The Court held that the insurer was not liable under s. 132 of the Ontario Insurance Act with respect to a damage award which had been returned unsatisfied as against its insured. The insured’s lack of co-operation with the insurer in not responding to the insurer’s letters amounted to a substantial and material breach of the insurance policy.
The plaintiff was employed as a bouncer by the insured when he was injured as a result of an assault by patrons. The plaintiff was successful in obtaining a judgment as against the insured. The defendant insurer did not defend the action.
The plaintiff commenced the subject action against the insurer under s. 132 of the Insurance Act, R.S.O. 1990, c. 18 for recovery of the judgment. The insurer took the position that it was not liable to pay for the following reasons: (1) the insured had violated the insurance policy by failing to co-operate; (2) the plaintiff’s claim was subject to the Workplace Safety and Insurance Act, 1997 S.O. 1997, c. 16; and (3) Exclusionary clauses in the policy stipulated that the policy did not cover the incident.
Approximately seven months after the insured was advised by the plaintiff that a claim would be brought, the insured’s lawyer wrote to the insurer requesting assurance that coverage would be provided. The insurer wrote a registered letter to the insured at the address provided in the policy requesting co-operation and stated that at that time it was unable to confirm coverage as there had been no contact. Two further registered letters were sent to the insured, with no response.
The Court noted that the insurer was aware of the proceeding against its insured and decided to refrain from defending. The Court further noted that in order to properly defend the action, the insurer required further information from the insured in relation to the nature of the employment of the plaintiff and the circumstances from which the claim arose.
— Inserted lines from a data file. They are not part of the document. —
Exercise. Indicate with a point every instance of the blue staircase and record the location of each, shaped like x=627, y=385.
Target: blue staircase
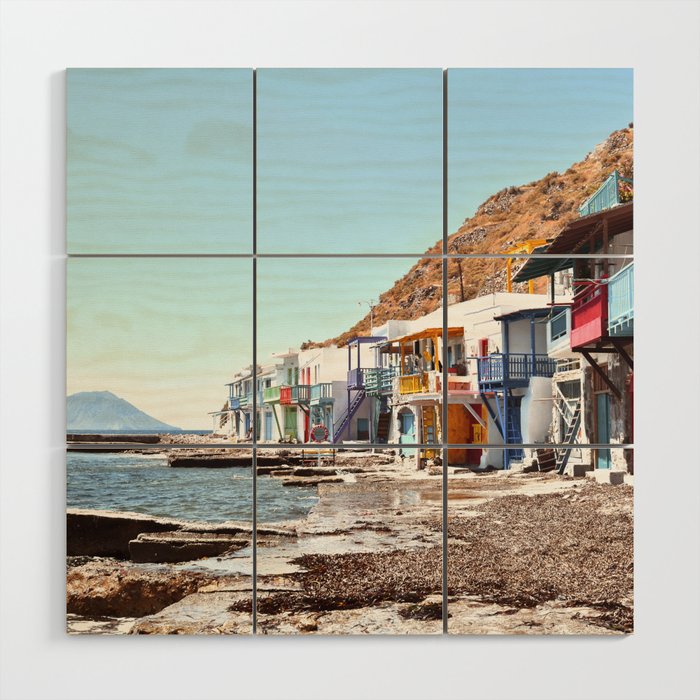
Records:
x=343, y=422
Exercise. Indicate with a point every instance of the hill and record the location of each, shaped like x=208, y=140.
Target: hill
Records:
x=93, y=411
x=537, y=210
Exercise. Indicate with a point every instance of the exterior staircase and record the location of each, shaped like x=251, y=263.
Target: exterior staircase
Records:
x=343, y=423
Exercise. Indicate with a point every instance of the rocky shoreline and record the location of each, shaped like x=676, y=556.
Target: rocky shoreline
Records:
x=368, y=559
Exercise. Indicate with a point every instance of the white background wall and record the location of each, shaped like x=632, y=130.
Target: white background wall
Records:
x=38, y=40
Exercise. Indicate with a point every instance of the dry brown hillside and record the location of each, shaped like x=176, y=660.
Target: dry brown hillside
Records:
x=537, y=210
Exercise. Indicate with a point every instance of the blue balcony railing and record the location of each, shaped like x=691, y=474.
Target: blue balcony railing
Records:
x=321, y=393
x=513, y=370
x=559, y=330
x=615, y=190
x=356, y=378
x=379, y=380
x=621, y=302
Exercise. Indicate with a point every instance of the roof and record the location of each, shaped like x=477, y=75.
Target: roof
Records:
x=366, y=339
x=575, y=238
x=524, y=313
x=429, y=333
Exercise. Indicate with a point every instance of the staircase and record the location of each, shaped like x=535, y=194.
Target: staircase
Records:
x=343, y=422
x=572, y=427
x=513, y=434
The Court found that the lack of co-operation by the insured by not responding to the letters or communicating in any other way amounted to a substantial and material breach of the insurance policy. In the result, the Court dismissed the plaintiff’s action.
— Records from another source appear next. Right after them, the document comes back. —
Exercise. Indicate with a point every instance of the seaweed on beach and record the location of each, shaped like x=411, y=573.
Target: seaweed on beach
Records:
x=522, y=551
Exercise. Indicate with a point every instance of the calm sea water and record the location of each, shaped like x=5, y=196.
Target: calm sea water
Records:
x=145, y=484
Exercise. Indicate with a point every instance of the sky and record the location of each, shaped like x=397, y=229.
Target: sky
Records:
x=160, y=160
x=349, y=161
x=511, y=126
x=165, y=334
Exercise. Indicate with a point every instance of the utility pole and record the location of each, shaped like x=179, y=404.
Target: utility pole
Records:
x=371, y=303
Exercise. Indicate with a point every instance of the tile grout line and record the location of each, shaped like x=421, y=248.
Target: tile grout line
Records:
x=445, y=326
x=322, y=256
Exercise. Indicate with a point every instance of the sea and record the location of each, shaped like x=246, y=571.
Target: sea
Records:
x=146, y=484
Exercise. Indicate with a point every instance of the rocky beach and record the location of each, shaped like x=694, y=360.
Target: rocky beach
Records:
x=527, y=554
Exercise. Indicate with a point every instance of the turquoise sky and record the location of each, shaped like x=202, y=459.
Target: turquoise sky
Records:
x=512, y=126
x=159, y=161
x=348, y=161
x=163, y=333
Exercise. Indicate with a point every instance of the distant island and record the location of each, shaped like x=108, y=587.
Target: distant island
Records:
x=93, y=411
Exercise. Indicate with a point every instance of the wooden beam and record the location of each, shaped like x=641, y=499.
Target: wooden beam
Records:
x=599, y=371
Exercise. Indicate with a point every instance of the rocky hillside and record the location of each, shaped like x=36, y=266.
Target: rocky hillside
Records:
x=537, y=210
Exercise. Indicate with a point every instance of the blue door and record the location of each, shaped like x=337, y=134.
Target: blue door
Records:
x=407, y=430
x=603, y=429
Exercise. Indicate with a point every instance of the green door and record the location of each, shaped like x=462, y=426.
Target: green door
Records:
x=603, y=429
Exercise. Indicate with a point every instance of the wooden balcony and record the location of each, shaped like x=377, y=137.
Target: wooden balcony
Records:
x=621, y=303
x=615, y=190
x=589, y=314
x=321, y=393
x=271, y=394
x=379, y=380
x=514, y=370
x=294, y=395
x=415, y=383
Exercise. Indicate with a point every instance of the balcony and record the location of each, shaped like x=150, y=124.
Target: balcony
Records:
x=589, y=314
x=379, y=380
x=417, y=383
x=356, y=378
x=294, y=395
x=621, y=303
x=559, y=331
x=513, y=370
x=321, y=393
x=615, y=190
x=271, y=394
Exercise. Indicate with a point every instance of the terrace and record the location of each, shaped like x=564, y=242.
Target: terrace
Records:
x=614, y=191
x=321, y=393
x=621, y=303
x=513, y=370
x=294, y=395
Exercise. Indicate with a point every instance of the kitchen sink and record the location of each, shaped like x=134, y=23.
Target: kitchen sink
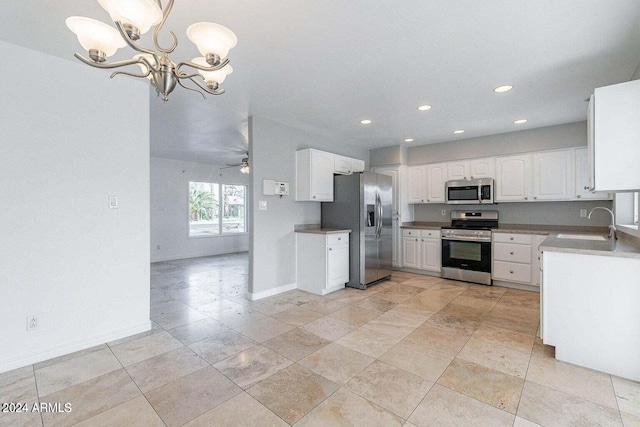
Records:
x=583, y=237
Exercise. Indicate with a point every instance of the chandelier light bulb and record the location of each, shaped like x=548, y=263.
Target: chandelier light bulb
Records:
x=212, y=39
x=216, y=76
x=95, y=35
x=140, y=14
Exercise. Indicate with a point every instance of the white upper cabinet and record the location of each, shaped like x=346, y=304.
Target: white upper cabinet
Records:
x=417, y=184
x=458, y=170
x=436, y=178
x=342, y=165
x=314, y=175
x=513, y=178
x=553, y=176
x=482, y=168
x=581, y=187
x=471, y=169
x=614, y=137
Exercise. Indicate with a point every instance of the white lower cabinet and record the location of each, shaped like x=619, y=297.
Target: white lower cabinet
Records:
x=322, y=261
x=516, y=258
x=421, y=249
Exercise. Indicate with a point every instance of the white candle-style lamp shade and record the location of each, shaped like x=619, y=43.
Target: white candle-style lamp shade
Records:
x=212, y=38
x=217, y=76
x=95, y=35
x=142, y=14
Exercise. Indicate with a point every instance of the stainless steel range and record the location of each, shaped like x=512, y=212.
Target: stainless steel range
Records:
x=466, y=246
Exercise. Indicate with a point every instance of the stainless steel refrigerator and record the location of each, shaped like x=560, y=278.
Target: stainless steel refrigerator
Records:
x=362, y=203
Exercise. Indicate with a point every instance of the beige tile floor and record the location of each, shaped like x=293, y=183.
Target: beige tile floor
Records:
x=413, y=351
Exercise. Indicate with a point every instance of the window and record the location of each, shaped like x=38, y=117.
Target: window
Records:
x=216, y=209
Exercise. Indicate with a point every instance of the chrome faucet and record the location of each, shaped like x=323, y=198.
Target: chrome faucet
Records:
x=612, y=227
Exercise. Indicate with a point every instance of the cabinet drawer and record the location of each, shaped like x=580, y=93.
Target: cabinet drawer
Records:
x=512, y=272
x=412, y=232
x=524, y=239
x=512, y=252
x=334, y=239
x=430, y=234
While it was not necessary to do so, the Court also stated its findings with respect to the other defences raised by the insurer. The Court found that although the plaintiff worked irregular hours and was paid cash each night, the plaintiff was an employee of the insured and was thus covered by the Workplace Safety and Insurance Act. The Court further found that the insurer was entitled to rely upon the "bodily injury" exclusion in the policy to absolve itself of indemnifying the plaintiff.